In perhaps their best all-around performance of the season, the Rams (8-2, 4-0 MWC) took the driver’s seat in their chase for a second Mountain West Championship in three seasons Thursday, routing the Air Force Falcons (6-3, 3-2 MWC) in somewhat surprising fashion, 31-12.
“I expected it to be like a two-point win or two-point loss, but this is great, we’ll take it however it comes,” said CSU offensive lineman Albert Bimper. “It feels great to be in the driver’s seat.”
Bimper and his linemates were a big reason for CSU’s dominance. The big men up front allowed the Rams to run roughshod – racking up 199 rushing yards on the Falcons’ defense, which had been leading the Mountain West by only allowing 101.5 yards per game.
“That’s just CSU football – we’ll hit you in the mouth,” said running back Cecil Sapp. “We smashed them in the mouth tonight and we held onto the ball. No turnovers was key for us tonight.”
Sapp had another huge outing, rolling over Falcon defenders left and right on his way to 132 yards and two touchdowns, his seventh 100+ yard outing in 10 games.
“Cecil Sapp deserves a lot of credit because he is a tough, tough player,” said AFA head coach Fisher DeBerry. “He showed just how tough he could be tonight because he hung onto the football and we pride ourselves in forcing turnovers.”
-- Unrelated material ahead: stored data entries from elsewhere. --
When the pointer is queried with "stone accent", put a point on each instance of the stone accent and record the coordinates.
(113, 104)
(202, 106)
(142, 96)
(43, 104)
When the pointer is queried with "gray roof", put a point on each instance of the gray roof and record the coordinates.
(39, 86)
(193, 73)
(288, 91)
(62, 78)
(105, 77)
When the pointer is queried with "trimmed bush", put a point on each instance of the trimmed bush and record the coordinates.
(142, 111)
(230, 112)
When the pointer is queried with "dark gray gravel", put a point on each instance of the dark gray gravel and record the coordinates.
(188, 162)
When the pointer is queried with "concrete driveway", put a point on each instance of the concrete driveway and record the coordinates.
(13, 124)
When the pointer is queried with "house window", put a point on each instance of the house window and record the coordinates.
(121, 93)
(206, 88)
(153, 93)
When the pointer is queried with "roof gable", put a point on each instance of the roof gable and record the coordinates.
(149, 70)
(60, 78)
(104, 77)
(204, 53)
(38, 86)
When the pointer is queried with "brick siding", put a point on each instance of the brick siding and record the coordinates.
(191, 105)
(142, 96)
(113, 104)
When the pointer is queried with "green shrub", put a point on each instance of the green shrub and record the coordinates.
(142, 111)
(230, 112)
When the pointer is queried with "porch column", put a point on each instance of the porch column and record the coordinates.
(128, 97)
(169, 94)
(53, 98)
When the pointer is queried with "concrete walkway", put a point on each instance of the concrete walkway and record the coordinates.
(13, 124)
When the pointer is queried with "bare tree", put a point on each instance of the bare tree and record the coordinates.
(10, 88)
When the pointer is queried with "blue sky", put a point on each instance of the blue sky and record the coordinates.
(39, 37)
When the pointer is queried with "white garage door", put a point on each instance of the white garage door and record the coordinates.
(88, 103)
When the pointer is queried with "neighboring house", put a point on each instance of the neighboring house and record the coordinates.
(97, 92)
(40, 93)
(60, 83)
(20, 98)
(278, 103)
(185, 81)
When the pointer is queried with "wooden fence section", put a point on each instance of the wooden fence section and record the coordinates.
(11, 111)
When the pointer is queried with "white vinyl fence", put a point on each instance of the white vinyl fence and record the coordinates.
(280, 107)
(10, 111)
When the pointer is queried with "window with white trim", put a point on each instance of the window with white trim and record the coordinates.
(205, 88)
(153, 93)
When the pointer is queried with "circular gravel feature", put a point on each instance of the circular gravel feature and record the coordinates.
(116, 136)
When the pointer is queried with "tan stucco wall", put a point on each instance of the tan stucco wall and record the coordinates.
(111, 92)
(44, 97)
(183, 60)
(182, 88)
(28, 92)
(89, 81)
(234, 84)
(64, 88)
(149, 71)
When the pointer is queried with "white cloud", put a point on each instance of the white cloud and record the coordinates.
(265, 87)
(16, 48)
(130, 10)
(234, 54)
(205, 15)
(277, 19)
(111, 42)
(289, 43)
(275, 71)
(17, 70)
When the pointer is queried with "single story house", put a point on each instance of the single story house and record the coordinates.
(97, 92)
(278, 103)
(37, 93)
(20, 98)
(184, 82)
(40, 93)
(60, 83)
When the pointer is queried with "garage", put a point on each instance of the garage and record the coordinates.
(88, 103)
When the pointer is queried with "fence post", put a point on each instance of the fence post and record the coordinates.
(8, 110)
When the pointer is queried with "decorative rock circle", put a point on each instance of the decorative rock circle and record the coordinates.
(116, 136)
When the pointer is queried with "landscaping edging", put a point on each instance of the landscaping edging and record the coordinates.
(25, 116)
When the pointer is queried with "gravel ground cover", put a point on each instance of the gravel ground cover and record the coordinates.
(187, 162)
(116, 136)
AFA’s pride was rocked in the second half when CSU took the game over, thanks to a surprising offensive outburst from an unlikely source. Kicker Jeff Babcock effectively changed the game’s momentum for good when he recovered a fumble on his opening kickoff and ran it in for a touchdown, putting the Rams ahead 28-12.
“I don’t know of a worse way in the world to start a second half,” DeBerry said of Babcock’s touchdown. “We felt we were in good position to win the game coming out of the half but our turnovers ended up killing us.”
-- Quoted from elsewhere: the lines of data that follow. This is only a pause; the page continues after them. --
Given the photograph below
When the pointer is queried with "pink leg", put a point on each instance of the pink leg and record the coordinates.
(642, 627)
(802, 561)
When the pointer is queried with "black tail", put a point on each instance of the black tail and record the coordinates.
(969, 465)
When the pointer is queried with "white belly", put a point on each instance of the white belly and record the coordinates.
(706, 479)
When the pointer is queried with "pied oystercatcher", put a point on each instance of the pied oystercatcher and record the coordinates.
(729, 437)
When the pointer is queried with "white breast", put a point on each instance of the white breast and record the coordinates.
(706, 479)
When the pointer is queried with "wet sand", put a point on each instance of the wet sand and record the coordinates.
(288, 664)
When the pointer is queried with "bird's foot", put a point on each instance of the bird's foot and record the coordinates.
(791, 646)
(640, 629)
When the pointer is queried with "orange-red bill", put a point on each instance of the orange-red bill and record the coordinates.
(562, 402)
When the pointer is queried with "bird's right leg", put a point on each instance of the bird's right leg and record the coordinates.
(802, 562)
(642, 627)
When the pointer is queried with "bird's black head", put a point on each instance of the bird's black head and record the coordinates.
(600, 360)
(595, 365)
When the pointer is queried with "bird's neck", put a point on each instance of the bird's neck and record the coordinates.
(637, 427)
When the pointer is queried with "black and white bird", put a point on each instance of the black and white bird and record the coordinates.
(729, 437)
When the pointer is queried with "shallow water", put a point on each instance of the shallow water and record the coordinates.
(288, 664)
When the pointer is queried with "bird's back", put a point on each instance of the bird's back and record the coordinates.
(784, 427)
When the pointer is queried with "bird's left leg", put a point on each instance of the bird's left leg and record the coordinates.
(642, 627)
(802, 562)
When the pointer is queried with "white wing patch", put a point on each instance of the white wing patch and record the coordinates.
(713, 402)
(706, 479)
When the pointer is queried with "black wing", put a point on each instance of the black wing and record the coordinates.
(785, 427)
The Rams also used a rejuvenated defensive effort to help kill the Falcons in the second half. After scoring 12 points on 159 total yards in the first half, the Falcons hit a green and gold wall after the break. The Rams clamped down on Air Force’s triple-option attack, holding the Falcons to 91 total yards while pitching a shutout for the half.
“Our plan was to run one defense the whole game, and it just took us a little while to put things in place and figure out what we were doing,” said linebacker Drew Wood. “The option can be no fun, but tonight we played it about as well as we could.”
The Falcons used every possible weapon to try and break through the Rams’ defensive stronghold, using 11 different ball carriers. AFA quarterback Chance Harridge, the conference’s leading scorer and third leading rusher entering the night, was the chief offensive weapon, generating 115 yards and one touchdown. Though the Falcons were able to put up 221 yards on the ground, their big plays were few and far between.
“You know they’re going to chip away and get the hard yards, but if you keep them from getting a big play, eventually you’re gonna stop them for a loss,” Wood said.
The win – CSU’s first in Colorado Springs since 1996 — means the Rams control their own destiny in the conference race. It was also CSU’s first win on a Thursday night road game. And while they find themselves two games up on Air Force, they realize the war is far from over.
We want to win out and we’ve got more work ahead,” said Joey Cuppari, CSU wide receiver. “The last two weeks our whole team has played really well and it feels like we’re getting better every week. When you beat teams of the caliber of Air Force and BYU bad, it’s fun times.”
The Rams enter their second bye-week of the season before gearing up for a road battle at San Diego State. Should the Aztecs (3-5, 3-0 MWC) remain undefeated, that game could very well be for the conference championship.